On Mon 22-08-16 09:31:14, Greg KH wrote:
> On Mon, Aug 22, 2016 at 12:54:41PM +0200, Michal Hocko wrote:
> > On Mon 22-08-16 06:05:28, Greg KH wrote:
> > > On Mon, Aug 22, 2016 at 11:37:07AM +0200, Michal Hocko wrote:
> > [...]
> > > > > From 899b738538de41295839dca2090a774bdd17acd2 Mon Sep 17 00:00:00 2001
> > > > > From: Michal Hocko <mhocko@xxxxxxxx>
> > > > > Date: Mon, 22 Aug 2016 10:52:06 +0200
> > > > > Subject: [PATCH] mm, oom: prevent pre-mature OOM killer invocation for high
> > > > > order request
> > > > >
> > > > > There have been several reports about pre-mature OOM killer invocation
> > > > > in 4.7 kernel when order-2 allocation request (for the kernel stack)
> > > > > invoked OOM killer even during basic workloads (light IO or even kernel
> > > > > compile on some filesystems). In all reported cases the memory is
> > > > > fragmented and there are no order-2+ pages available. There is usually
> > > > > a large amount of slab memory (usually dentries/inodes) and further
> > > > > debugging has shown that there are way too many unmovable blocks which
> > > > > are skipped during the compaction. Multiple reporters have confirmed that
> > > > > the current linux-next which includes [1] and [2] helped and OOMs are
> > > > > not reproducible anymore.

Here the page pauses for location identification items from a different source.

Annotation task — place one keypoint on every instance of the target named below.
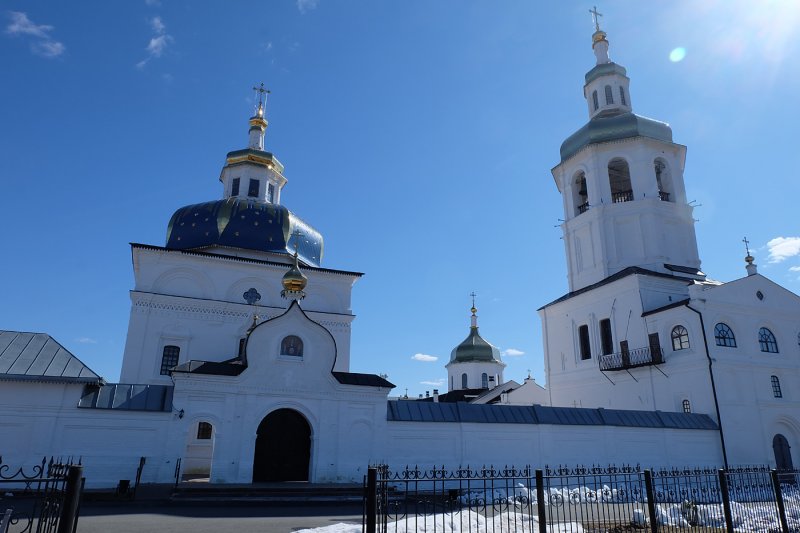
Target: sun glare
(677, 54)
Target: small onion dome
(475, 349)
(294, 280)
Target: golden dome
(294, 280)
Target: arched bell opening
(619, 178)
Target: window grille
(680, 338)
(606, 340)
(766, 340)
(204, 430)
(776, 387)
(724, 336)
(585, 345)
(252, 191)
(609, 95)
(292, 345)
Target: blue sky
(417, 136)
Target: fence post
(372, 498)
(726, 499)
(776, 483)
(651, 501)
(72, 499)
(540, 502)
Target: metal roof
(417, 411)
(128, 397)
(39, 357)
(363, 380)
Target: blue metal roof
(243, 223)
(462, 412)
(128, 397)
(39, 357)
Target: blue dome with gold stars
(243, 223)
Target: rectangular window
(204, 431)
(252, 191)
(169, 359)
(586, 347)
(606, 341)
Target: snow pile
(457, 522)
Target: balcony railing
(623, 196)
(632, 358)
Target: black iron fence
(44, 498)
(581, 499)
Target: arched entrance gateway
(283, 447)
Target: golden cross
(596, 20)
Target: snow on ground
(457, 522)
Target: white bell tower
(621, 181)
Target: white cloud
(306, 5)
(43, 45)
(158, 42)
(782, 248)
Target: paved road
(170, 518)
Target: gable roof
(39, 357)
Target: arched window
(767, 341)
(680, 338)
(619, 177)
(609, 95)
(292, 345)
(664, 181)
(169, 359)
(724, 336)
(204, 431)
(581, 194)
(776, 387)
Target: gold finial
(294, 281)
(748, 258)
(262, 99)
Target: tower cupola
(621, 181)
(474, 363)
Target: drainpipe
(713, 386)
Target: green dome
(475, 349)
(605, 128)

A simpler fix for the stable is to simply
> > > > > ignore the compaction feedback and retry as long as there is a reclaim
> > > > > progress for high order requests which we used to do before. We already
> > > > > do that for CONFING_COMPACTION=n so let's reuse the same code when
> > > > > compaction is enabled as well.
> > > > >
> > > > > [1] http://lkml.kernel.org/r/20160810091226.6709-1-vbabka@xxxxxxx
> > > > > [2] http://lkml.kernel.org/r/f7a9ea9d-bb88-bfd6-e340-3a933559305a@xxxxxxx
> > > > >
> > > > > Fixes: 0a0337e0d1d1 ("mm, oom: rework oom detection")
> > > > > Signed-off-by: Michal Hocko <mhocko@xxxxxxxx>
> > > > > ---
> > > > > mm/page_alloc.c | 50 ++------------------------------------------------
> > > > > 1 file changed, 2 insertions(+), 48 deletions(-)
> > >
> > > So, if this goes into Linus's tree, can you let stable@xxxxxxxxxxxxxxx
> > > know about it so we can add it to the 4.7-stable tree? Otherwise
> > > there's not much I can do here now, right?
> >
> > My plan would be actually to not push this to Linus because we have a
> > proper fix for Linus tree. It is just that the fix is quite large and I
> > felt like the stable should get the most simple fix possible, which is
> > this partial revert. So, what I am trying to tell is to push a non-linus
> > patch to stable as it is simpler.
>
> I _REALLY_ hate taking any patches that are not in Linus's tree as 90%
> of the time (well, almost always), it ends up being wrong and hurting us
> in the end.

I do not like it either but if there is a simple and straightforward
workaround for stable while the upstream can go with the _proper_ fix
from the longer POV then I think this is perfectly justified. Stable
should be always about the simplest fix for the problem IMHO.

Of course, if Linus/Andrew doesn't like to take those compaction
improvements this late then I will ask to merge the partial revert to
Linus tree as well and then there is not much to discuss.

> What exactly are the commits that are in Linus's tree that resolve this
> issue?

The initial email in this thread has pointed to those patches. Please
note that some of its dependeces (mostly code cleanups) are already
merged and that backporting without them would make the backport harder
and more risky.
--
Michal Hocko
SUSE Labs